Online Course Basic Neo4j 4.0 Administration Introduction to Neo4j Overview of Neo4j Administration Managing a Neo4j Instance Using cypher-shell to Manage Databases Copying Databases Changing the Database Location Checking Database Consistency Scripting to Manage Databases Configuring Plugins Managing HTTP Ports… Read more →

Importing Data

About this module

As an administrator, you may need to populate data in a database from files that were extracted from an RDBMS.

In this module, you will learn how to import data from CSV files using the import functionality of the neo4j-admin tool.

Importing data

There are many ways that data can be imported into a Neo4j database where the source of the data is an RDBMS.

You have many options for importing data into Neo4j. Which option you choose depends on:

  • How much data you have.
  • What tools you are comfortable using.
  • How much time you have to perform the import.

Options for importing data into Neo4j

ImportOptions

The developers of your application may be responsible for importing the data. In other scenarios, you may be given a set of CSV files that will need to be imported into a database.

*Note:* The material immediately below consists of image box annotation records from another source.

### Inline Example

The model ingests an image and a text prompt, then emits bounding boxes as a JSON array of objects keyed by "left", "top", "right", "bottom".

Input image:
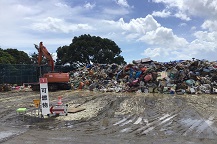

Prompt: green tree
[
  {"left": 0, "top": 48, "right": 16, "bottom": 64},
  {"left": 4, "top": 48, "right": 31, "bottom": 64},
  {"left": 56, "top": 34, "right": 126, "bottom": 64}
]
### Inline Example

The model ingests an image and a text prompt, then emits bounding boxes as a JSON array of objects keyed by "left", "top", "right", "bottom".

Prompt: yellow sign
[{"left": 33, "top": 99, "right": 40, "bottom": 108}]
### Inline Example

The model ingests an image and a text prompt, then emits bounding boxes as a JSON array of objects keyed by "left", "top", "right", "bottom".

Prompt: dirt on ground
[{"left": 0, "top": 90, "right": 217, "bottom": 144}]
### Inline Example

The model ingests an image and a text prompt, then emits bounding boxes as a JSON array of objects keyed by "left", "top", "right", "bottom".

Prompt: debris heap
[{"left": 71, "top": 58, "right": 217, "bottom": 94}]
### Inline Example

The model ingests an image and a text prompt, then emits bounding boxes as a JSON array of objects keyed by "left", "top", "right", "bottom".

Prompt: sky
[{"left": 0, "top": 0, "right": 217, "bottom": 63}]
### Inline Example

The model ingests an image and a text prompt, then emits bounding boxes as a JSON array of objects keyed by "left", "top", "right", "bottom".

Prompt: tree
[{"left": 56, "top": 34, "right": 126, "bottom": 65}]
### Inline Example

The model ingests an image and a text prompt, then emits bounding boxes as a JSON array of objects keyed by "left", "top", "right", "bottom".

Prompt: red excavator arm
[{"left": 35, "top": 42, "right": 54, "bottom": 71}]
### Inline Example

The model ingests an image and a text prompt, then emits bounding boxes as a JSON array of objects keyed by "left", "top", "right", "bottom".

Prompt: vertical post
[{"left": 39, "top": 78, "right": 50, "bottom": 115}]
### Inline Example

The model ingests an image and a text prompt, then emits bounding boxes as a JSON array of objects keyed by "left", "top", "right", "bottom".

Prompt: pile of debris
[{"left": 71, "top": 58, "right": 217, "bottom": 94}]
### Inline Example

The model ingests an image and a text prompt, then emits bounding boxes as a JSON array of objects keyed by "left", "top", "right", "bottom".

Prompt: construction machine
[{"left": 31, "top": 42, "right": 71, "bottom": 91}]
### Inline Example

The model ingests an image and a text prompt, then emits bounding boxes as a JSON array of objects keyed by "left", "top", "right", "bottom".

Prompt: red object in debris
[
  {"left": 144, "top": 74, "right": 152, "bottom": 82},
  {"left": 141, "top": 67, "right": 147, "bottom": 72}
]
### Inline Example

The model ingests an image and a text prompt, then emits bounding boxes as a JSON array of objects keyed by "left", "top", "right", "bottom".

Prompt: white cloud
[
  {"left": 84, "top": 3, "right": 96, "bottom": 9},
  {"left": 152, "top": 10, "right": 171, "bottom": 18},
  {"left": 153, "top": 0, "right": 217, "bottom": 21},
  {"left": 116, "top": 0, "right": 130, "bottom": 7},
  {"left": 29, "top": 17, "right": 93, "bottom": 33},
  {"left": 201, "top": 20, "right": 217, "bottom": 31},
  {"left": 179, "top": 23, "right": 187, "bottom": 27},
  {"left": 174, "top": 11, "right": 191, "bottom": 21}
]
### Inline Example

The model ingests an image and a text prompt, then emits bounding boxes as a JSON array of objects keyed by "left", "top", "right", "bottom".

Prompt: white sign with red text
[{"left": 39, "top": 78, "right": 50, "bottom": 115}]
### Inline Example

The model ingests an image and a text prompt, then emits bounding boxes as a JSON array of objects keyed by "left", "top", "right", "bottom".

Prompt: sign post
[{"left": 39, "top": 78, "right": 50, "bottom": 115}]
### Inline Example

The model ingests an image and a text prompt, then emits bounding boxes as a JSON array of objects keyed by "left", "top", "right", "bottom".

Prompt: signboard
[{"left": 39, "top": 78, "right": 50, "bottom": 115}]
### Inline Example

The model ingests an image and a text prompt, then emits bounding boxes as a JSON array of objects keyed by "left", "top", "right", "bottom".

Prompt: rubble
[{"left": 71, "top": 58, "right": 217, "bottom": 94}]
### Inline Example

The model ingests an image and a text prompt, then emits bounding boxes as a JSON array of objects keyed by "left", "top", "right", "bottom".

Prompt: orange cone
[{"left": 57, "top": 96, "right": 63, "bottom": 105}]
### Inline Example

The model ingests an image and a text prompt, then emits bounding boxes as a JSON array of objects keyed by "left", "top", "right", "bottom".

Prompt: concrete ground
[{"left": 0, "top": 91, "right": 217, "bottom": 144}]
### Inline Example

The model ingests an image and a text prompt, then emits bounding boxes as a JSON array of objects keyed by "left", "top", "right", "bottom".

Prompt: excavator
[{"left": 31, "top": 42, "right": 71, "bottom": 91}]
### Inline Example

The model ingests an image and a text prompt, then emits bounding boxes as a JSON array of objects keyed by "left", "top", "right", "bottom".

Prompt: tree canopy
[{"left": 56, "top": 34, "right": 126, "bottom": 64}]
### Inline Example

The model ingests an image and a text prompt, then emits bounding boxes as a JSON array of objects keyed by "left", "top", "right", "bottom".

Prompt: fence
[{"left": 0, "top": 64, "right": 74, "bottom": 85}]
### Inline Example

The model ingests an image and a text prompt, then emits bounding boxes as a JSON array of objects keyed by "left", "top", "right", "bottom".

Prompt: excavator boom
[
  {"left": 35, "top": 42, "right": 54, "bottom": 71},
  {"left": 32, "top": 42, "right": 71, "bottom": 91}
]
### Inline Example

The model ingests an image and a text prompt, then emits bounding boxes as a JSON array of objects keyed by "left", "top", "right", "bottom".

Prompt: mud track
[{"left": 0, "top": 91, "right": 217, "bottom": 144}]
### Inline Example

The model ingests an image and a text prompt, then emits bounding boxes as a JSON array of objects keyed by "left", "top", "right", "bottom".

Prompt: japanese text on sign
[{"left": 39, "top": 78, "right": 50, "bottom": 115}]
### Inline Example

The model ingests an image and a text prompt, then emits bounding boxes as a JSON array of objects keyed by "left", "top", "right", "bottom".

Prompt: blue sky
[{"left": 0, "top": 0, "right": 217, "bottom": 63}]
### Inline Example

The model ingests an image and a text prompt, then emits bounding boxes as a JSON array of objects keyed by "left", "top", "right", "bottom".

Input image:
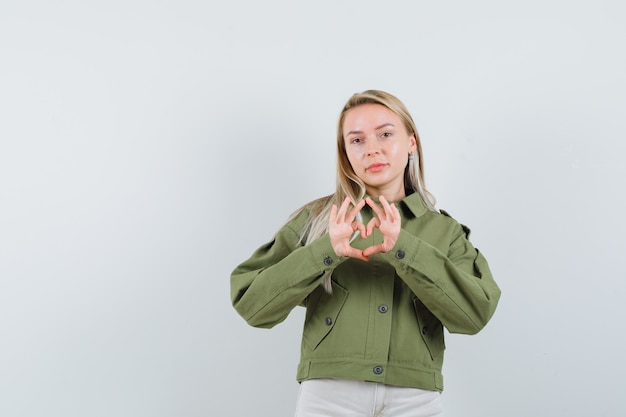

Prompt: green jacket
[{"left": 231, "top": 193, "right": 500, "bottom": 391}]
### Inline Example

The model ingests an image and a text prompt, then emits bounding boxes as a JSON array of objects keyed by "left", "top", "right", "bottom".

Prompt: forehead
[{"left": 342, "top": 104, "right": 404, "bottom": 133}]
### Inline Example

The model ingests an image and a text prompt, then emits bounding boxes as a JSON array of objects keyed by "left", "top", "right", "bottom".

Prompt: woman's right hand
[{"left": 328, "top": 197, "right": 369, "bottom": 262}]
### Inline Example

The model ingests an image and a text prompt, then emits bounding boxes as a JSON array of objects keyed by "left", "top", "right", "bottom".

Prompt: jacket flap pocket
[{"left": 303, "top": 281, "right": 348, "bottom": 349}]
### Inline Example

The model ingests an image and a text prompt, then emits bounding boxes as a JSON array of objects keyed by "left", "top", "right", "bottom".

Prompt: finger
[
  {"left": 380, "top": 195, "right": 399, "bottom": 221},
  {"left": 363, "top": 243, "right": 385, "bottom": 258},
  {"left": 346, "top": 200, "right": 365, "bottom": 221},
  {"left": 367, "top": 217, "right": 380, "bottom": 236},
  {"left": 337, "top": 197, "right": 350, "bottom": 223},
  {"left": 366, "top": 197, "right": 385, "bottom": 217},
  {"left": 352, "top": 221, "right": 367, "bottom": 239}
]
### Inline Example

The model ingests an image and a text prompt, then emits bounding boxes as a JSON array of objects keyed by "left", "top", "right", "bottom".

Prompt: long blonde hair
[{"left": 294, "top": 90, "right": 436, "bottom": 292}]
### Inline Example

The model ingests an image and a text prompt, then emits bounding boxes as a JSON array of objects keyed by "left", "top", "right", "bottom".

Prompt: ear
[{"left": 409, "top": 133, "right": 417, "bottom": 153}]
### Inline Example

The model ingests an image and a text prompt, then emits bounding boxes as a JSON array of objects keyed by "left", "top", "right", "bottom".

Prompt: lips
[{"left": 365, "top": 162, "right": 387, "bottom": 172}]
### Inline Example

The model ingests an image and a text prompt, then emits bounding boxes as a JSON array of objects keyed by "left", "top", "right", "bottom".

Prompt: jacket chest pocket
[
  {"left": 413, "top": 298, "right": 446, "bottom": 360},
  {"left": 302, "top": 281, "right": 348, "bottom": 349}
]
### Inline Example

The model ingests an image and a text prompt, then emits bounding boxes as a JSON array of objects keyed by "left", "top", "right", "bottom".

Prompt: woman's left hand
[{"left": 363, "top": 196, "right": 402, "bottom": 257}]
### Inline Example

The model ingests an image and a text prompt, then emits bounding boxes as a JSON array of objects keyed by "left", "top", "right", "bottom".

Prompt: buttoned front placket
[{"left": 356, "top": 206, "right": 395, "bottom": 382}]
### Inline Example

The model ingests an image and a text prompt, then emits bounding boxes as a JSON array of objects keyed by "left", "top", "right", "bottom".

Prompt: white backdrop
[{"left": 0, "top": 0, "right": 626, "bottom": 417}]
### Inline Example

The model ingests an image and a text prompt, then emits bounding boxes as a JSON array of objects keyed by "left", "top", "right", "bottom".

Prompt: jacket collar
[{"left": 400, "top": 192, "right": 428, "bottom": 217}]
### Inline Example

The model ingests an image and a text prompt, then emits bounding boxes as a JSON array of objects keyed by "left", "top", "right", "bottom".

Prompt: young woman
[{"left": 231, "top": 90, "right": 500, "bottom": 417}]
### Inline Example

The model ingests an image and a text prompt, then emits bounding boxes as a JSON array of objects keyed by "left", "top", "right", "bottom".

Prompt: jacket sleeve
[
  {"left": 230, "top": 214, "right": 344, "bottom": 328},
  {"left": 385, "top": 223, "right": 500, "bottom": 334}
]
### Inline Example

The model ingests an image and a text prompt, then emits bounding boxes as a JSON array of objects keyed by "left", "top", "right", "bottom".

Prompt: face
[{"left": 342, "top": 104, "right": 416, "bottom": 197}]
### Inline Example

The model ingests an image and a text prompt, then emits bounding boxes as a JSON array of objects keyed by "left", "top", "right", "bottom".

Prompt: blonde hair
[{"left": 294, "top": 90, "right": 436, "bottom": 292}]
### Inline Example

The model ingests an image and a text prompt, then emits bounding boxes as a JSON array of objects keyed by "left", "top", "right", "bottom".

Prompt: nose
[{"left": 365, "top": 137, "right": 380, "bottom": 156}]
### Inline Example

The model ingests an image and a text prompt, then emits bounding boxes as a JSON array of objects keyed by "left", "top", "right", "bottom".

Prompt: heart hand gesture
[{"left": 328, "top": 196, "right": 401, "bottom": 261}]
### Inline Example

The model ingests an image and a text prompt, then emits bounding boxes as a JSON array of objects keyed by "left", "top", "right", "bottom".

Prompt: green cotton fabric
[{"left": 231, "top": 193, "right": 500, "bottom": 391}]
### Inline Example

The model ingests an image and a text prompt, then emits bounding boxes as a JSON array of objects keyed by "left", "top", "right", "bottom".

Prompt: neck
[{"left": 366, "top": 184, "right": 406, "bottom": 202}]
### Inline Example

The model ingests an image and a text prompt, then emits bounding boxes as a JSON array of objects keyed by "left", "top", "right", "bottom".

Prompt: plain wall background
[{"left": 0, "top": 0, "right": 626, "bottom": 417}]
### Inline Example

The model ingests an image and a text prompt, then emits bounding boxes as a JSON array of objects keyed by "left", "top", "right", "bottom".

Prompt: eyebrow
[{"left": 346, "top": 123, "right": 396, "bottom": 136}]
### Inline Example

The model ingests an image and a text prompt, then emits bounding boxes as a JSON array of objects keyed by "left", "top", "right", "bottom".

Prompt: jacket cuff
[{"left": 308, "top": 234, "right": 347, "bottom": 272}]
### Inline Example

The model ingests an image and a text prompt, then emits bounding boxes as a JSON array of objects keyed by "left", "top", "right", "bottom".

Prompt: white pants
[{"left": 296, "top": 379, "right": 444, "bottom": 417}]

Using the neo4j-admin tool is by far the quickest way to import data into the database.

CSV files for import

CSV files contain one of:

  • row with header names
  • rows with data
  • header row and data

You must understand how headers relate to the data, what the field separator is, and make sure that the data is property formatted. You must ensure that the data in the CSV files is clean and ready for import.

Using neo4j-admin for import

When using neo4j-admin for import:

  • The database to be imported into must not exist as it will be created as part of the import.
  • The header information has additional information used for creating the nodes and relationships.
  • Node CSV files are structured differently from relationship CSV files.
  • All CSV files must use the same field separator.
  • You create the constraints (and indexes) after the import.

Example: CSV file for nodes: Beat

Here is portion of the beats.csv file with embedded header information for loading nodes of type Beat:

id:ID(beat-ref),:LABEL
1132,Beat
0813,Beat
0513,Beat

The beats.csv records represent data that will be loaded into a node with the label Beat. The id value is used to create the id property for the node. The ID(beat-ref) is used to store a reference to the node that is created so that it can be used later in the import.

Example: CSV files for nodes: Crime

Here is an example of the crimes_header.csv header file for loading nodes of type Crime:

id:ID(crime-ref),:LABEL,date,description

And here is a portion of the associated crimes.csv file for loading nodes of type Crime:

8920441,Crime,12/07/2012 07:50:00 AM,AUTOMOBILE
4730813,Crime,05/09/2006 08:20:00 AM,POCKET-PICKING
7150780,Crime,09/28/2009 01:00:00 AM,CHILD ABANDONMENT
4556970,Crime,12/16/2005 08:39:24 PM,POSS: CANNABIS 30GMS OR LESS
9442492,Crime,12/28/2013 12:15:00 PM,OVER $500

The id value is used to create the id property for the node. The label for the node will be Crime. The date and description values are used to create the respective properties for each node. The ID(crime-ref) is used to store a reference to the node that is created so that it can be used later in the import.

Example: CSV file for nodes: PrimaryType

Here is a portion of the primaryTypes.csv file for loading these nodes:

id:ID(primarytype-ref)
ARSON
OBSCENITY
ROBBERY
THEFT
CRIM SEXUAL ASSAULT
BURGLARY

The id value is used to create the id property for the node. The label to be used for creating the node is not specified in the header or the data so it will need to be specified in our argument to perform the import.

CSV files for relationships

CSV files for loading relationships contain a row for every relationship where the ID for the starting and ending node is specified, as well as the relationship type.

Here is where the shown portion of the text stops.